Start the Revolution Without Me

New York is anything but blasé as de Blasio takes office.

If Supreme Court Justice Louis Brandeis was correct that States are the “laboratories of democracy,” then perhaps America’s cities are the petri dishes – developing political cultures at a micro level.

For 20 years, the Big Apple had largely quarantined the most aggressive tendencies of New York liberalism through a succession of centrist Mayors.  Even for all his nanny-state inclinations, Michael Bloomberg was (as we once noted) all that stood between the average Gothamite and an “army of liberal partisans who saw City Hall as Grand Central Station for a variety of socioeconomic engineering ideas.”

It should be of little surprise then that newly ensconced New York Mayor Bill de Blasio’s campaign certainly looked like something engineered in a political science lab.  De Blasio’s “tale of two cities” rhetoric, his promises to end “income inequity” and repeal “stop and frisk” defined his candidacy as being in stark contrast to Bloombergian Era.  Despite Bloomberg polling at a 51% approval as he left office and his supposedly controversial police chief Ray Kelly at 64%, de Blasio won running directly against the accomplishments (and their architects) of prior two decades.  Voters who cared about crime and candidate experience – once centerpieces to any New York campaign – barely broke for Republican Joe Lhota, and constituted a paltry 15% of the vote.

De Blasio’s supporters haven’t minced words about the expectations his overwhelming election has created in liberal circles, calling his mayoralty a “progressive revolution.”  Such rhetoric, amplified by a litany of speakers at de Blasio’s inauguration that trashed Michael Bloomberg (with apparently with de Blasio’s consent, as he stated he was “very comfortable with all that was done”), glosses over what exactly entails a “progressive revolution”?

From the early previews, de Blasio’s “revolution” may resemble Michael Bloomberg’s in one key, and often criticized, factor – policy tinkering instead of major reforms.  Candidate de Blaiso talked on the campaign trail about affordable-housing projects, stopping hospital closures, and a tax on upper-income earners to fund, in part, universal pre-kindergarten.  The first act of Mayor de Blasio was to end the handsome cab, horse-draw carriages – a move that drew criticism left and right, and even speculation that the position was based on a campaign pay-off.
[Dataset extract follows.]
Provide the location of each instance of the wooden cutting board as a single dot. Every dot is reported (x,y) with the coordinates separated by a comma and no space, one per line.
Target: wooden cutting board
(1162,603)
Even when de Blasio talks about broader political themes, such his obsession with reducing “income inequality,” it’s rarely followed by policy prescriptions that will address the issue.  Some of de Blasio’s proposals will require support from Albany to enact, including aspects of his desired pre-K and after-school programs, while others reek of desperation to find an agenda, regardless of impact or practicality.  De Blasio declared he would expand the Paid Sick Leave law…which was just passed months ago and hasn’t even been enforced yet.  De Blasio campaigned on a goal of “zero deaths” in New York –  a policy that sounds like it was crafted by King Canute the Great.

If de Blasio truly wanted to address “income inequality,” he could look at New York’s punitive tax structure.  A married couple with $60,000 in taxable income pays nearly $2,000 in taxes to the city alone.  That doesn’t include the 25% federal tax rate for a couple in that income bracket, or the State of New York’s $3,200 in taxes as well.  Without including property taxes, school board levies, and a host of other taxes (how about the city’s 8.875% sales tax?), a couple with $60,000 in earned income would be paying out over $20,000 in taxes in one of the most expensive cities in the world.  Is that “equality”?

4 thoughts on “Start the Revolution Without Me

  1. New York needs a David Dinkins or a de Blasio once a generation to remind itself what happens when they don’t hire a good manager to run their city, and instead elect a politician with an ideology to flog. Electing a liberal once a generation is a luxury item New York can afford, as long as it doesn’t become a habit. Hopefully his mistakes will have few long term effects and we will see the last of him after one term.

  2. Electing a liberal Democratic mayor is like a booster shot for New York. Once the populace rejects him for a surplus of ideology and a deficit of management competence, it will be vaccinated against his type for a generation. It appears the Dinkins booster shot has worn off.

    New Yorkers like the idea of having a liberal Democrat for a mayor, but when push comes to shove what they really demand is a competent manager for a large and complex city. In contrast to federal politics, at the local level Republicans tend to be the practical realists, and the Democrats the pie-in-the-sky idealists. It is possible that DeBlasio will be a competent manager, but he doesn’t have the resume for it, and his campaign suggests that he won’t focus on that aspect of the job.